Research data management

Benefits

All research data has value beyond the original project. By publishing your data and making it available to others, you can improve the impact of your research significantly and help make the data more findable, accessible and reusable.

Positive outcomes of data publication include:

Improving the body of knowledge in your discipline - all research is built on earlier understanding; by contributing the growth of that understanding, your whole discipline or field of research will improve.
Reliability - your research is more reliable with increased reproducibility; publication of research data is a key factor in improving reproducibility.
Citations - making the data underlying your publication available has been proven to improve article citation counts.
Professional connections - When other researchers are able to access, understand and reuse your data and are able to contact you regarding your research, your professional networks will improve faster.

Publication to the Curtin Research Data Collection is provided to Curtin researchers by the library.

Curtin Research Data Collection
Information regarding data publication and the Curtin Research Data Collection, including how to publish your data.
Benefits of data sharing for you
Information from Springer Nature on the benefits for researchers from data publication.
Data Management Expert Guide - Archive & Publish
Information from the the Consortium of European Social Science Data Archives (CESSDA) about publishing and sharing research datasets.

Open data recommendations and mandates

In order to maximise the benefit of funded research, an increasing number of funders are recommending or requiring data arising from projects to be openly published - by making the data or metadata available, the research findings become far more findable and reusable by other researchers.
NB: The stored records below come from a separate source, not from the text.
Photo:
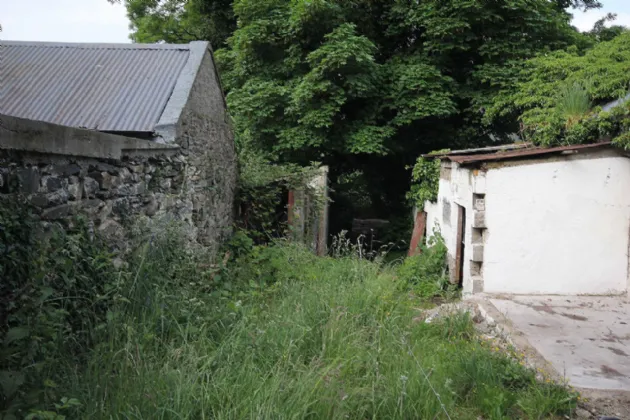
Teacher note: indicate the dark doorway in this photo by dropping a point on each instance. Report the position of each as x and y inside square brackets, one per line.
[461, 245]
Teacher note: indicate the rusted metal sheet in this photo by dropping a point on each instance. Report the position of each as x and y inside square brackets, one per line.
[105, 87]
[520, 150]
[531, 152]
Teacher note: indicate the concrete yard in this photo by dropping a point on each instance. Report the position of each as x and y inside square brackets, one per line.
[586, 339]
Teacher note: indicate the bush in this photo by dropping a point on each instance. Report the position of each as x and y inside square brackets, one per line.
[56, 289]
[426, 273]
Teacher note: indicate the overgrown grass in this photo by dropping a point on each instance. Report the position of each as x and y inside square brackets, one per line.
[281, 334]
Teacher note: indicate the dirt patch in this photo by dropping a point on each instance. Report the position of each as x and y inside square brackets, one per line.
[574, 317]
[543, 308]
[597, 404]
[610, 372]
[618, 352]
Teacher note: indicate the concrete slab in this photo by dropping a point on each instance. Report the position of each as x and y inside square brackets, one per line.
[585, 338]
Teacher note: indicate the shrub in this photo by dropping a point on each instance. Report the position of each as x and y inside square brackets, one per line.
[426, 273]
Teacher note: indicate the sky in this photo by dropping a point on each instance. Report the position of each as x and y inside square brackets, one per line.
[99, 21]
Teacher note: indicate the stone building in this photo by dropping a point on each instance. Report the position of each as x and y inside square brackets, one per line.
[115, 131]
[519, 219]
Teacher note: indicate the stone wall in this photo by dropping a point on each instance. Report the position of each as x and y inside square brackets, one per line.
[136, 178]
[109, 193]
[205, 136]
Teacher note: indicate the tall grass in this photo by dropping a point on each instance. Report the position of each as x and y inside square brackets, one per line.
[573, 101]
[324, 339]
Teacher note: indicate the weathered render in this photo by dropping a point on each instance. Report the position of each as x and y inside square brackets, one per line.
[183, 168]
[555, 223]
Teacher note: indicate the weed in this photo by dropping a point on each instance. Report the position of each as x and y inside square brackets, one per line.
[273, 333]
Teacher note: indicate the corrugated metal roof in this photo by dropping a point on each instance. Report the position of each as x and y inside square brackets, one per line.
[511, 151]
[105, 87]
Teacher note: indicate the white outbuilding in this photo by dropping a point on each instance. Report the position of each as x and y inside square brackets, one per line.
[520, 219]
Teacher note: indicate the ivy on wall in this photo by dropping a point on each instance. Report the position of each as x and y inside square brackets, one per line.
[560, 94]
[425, 179]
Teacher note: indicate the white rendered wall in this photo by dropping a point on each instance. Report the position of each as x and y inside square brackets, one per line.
[558, 227]
[442, 216]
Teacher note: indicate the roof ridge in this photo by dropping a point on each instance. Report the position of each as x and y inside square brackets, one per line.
[94, 45]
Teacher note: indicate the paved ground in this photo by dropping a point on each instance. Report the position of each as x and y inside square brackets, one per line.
[586, 339]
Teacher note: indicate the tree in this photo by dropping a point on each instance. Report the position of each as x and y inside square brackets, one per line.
[367, 85]
[559, 97]
[181, 21]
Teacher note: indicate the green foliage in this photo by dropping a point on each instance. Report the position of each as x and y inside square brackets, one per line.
[426, 273]
[262, 194]
[425, 180]
[181, 21]
[352, 84]
[55, 291]
[573, 101]
[276, 332]
[557, 90]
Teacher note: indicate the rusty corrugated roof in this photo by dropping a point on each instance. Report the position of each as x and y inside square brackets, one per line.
[515, 151]
[105, 87]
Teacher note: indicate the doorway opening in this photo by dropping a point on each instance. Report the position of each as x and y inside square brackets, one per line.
[461, 245]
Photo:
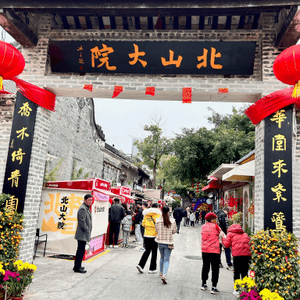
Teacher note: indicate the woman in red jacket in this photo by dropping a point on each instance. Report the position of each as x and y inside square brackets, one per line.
[210, 251]
[239, 241]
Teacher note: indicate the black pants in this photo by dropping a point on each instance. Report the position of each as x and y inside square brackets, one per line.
[143, 232]
[240, 266]
[79, 254]
[227, 254]
[151, 247]
[210, 259]
[114, 231]
[178, 225]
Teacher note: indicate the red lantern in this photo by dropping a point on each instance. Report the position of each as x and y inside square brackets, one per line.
[12, 62]
[286, 68]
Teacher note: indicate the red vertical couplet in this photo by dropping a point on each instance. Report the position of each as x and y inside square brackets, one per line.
[117, 91]
[186, 95]
[150, 91]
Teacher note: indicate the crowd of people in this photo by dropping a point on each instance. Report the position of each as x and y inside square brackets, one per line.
[154, 227]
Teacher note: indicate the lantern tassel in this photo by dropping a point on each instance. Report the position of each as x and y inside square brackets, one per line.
[296, 91]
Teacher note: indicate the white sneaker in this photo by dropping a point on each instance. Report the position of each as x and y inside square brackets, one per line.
[139, 268]
[236, 293]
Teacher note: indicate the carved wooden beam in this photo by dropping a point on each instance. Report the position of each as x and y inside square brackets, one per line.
[17, 28]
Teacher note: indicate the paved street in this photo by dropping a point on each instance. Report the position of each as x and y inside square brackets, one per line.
[114, 275]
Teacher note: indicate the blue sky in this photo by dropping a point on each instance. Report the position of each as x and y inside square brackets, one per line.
[123, 120]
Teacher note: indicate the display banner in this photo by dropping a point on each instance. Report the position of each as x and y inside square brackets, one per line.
[278, 171]
[18, 159]
[191, 57]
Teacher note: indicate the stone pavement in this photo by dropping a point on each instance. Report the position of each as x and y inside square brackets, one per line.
[114, 276]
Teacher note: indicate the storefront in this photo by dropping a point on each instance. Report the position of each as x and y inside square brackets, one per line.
[58, 214]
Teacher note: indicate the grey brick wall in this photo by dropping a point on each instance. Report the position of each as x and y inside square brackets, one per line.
[74, 137]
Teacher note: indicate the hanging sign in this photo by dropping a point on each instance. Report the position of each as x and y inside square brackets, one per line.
[18, 159]
[278, 171]
[159, 57]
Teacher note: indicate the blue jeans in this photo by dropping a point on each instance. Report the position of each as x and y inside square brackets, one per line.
[165, 254]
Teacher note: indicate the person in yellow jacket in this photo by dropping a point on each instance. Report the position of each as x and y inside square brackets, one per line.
[150, 216]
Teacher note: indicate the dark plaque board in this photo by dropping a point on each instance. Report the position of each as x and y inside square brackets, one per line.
[18, 159]
[231, 58]
[278, 171]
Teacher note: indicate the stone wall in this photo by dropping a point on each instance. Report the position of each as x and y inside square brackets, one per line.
[75, 141]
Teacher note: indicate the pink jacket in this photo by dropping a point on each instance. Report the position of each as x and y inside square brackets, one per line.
[210, 238]
[238, 240]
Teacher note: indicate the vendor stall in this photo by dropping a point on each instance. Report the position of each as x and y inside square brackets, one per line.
[58, 214]
[124, 194]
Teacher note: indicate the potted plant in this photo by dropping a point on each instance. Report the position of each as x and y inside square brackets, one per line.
[15, 282]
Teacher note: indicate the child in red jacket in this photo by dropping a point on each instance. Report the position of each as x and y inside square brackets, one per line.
[239, 241]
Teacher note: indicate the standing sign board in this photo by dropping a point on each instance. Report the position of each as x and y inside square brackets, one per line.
[278, 171]
[18, 159]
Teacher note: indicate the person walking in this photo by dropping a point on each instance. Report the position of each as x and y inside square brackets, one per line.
[150, 216]
[203, 214]
[165, 230]
[83, 231]
[192, 218]
[210, 233]
[239, 241]
[116, 214]
[197, 215]
[178, 215]
[223, 223]
[126, 222]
An example are the guidelines for ARC Grants which strongly recommend open data publication.

In order to address concerns about research reproducibility and integrity, some journals and major publishers now require that the data supporting any articles published is made publicly available:

BioMed Central
Elsevier
Nature
PLOS
Springer

These data publication requirements can be sometimes waived if the data is sensitive or confidential, or if the data cannot be sufficiently anonymised.

If your funding agreement or publication plans require you to publish your data, please get in touch with the Research Data Team, who will be able to help you publish it to the Curtin Research Data Collection.

Curtin Research Data Collection
Information regarding data publication and the Curtin Research Data Collection.

Identifiable data

The sensitive nature of some research may generate research datasets that would risk identifying the research participants if the dataset was made publicly available.

In these cases, before publication the dataset should be changed in order to remove the information that might lead to the unwilling identification of the participants. This process of changing is often called de-identification or anonymisation. By removing these identifying elements, a researcher can still reap the benefits of making their data available, while respecting the privacy of their research subjects.

Methods of anonymising include:

Aggregating locational or population data
Transcription redaction
Replacing respondent identifiers with generic identifiers

Methods such as these are outlined in the links below from the ARDC and the UK Data Service.

ARDC De-identification Guide
Information and links to Australian and international practical guidelines and resources on how to de-identify datasets.
Anonymisation
An excellent resource from the UK Data Service outlining methods of de-identifying qualitative and quantitative datasets.
Data Anonymisation (McGill University Workshop Series 2023) An in-depth video series with slides demonstrating theoretical and practical approaches for qualitative and quantitative data anonymisation and de-identification.

Permissions and licensing

To make it easy for your published dataset be reused appropriately, it’s critical to let other researchers know clearly what they can and can’t do with the dataset. These permissions are usually set out and clarified by applying a license to the published dataset.

Applying a standard, robust, well-defined license to a dataset means that anyone reusing that dataset will be confident in what they have permission to do and they can act in legal certainty.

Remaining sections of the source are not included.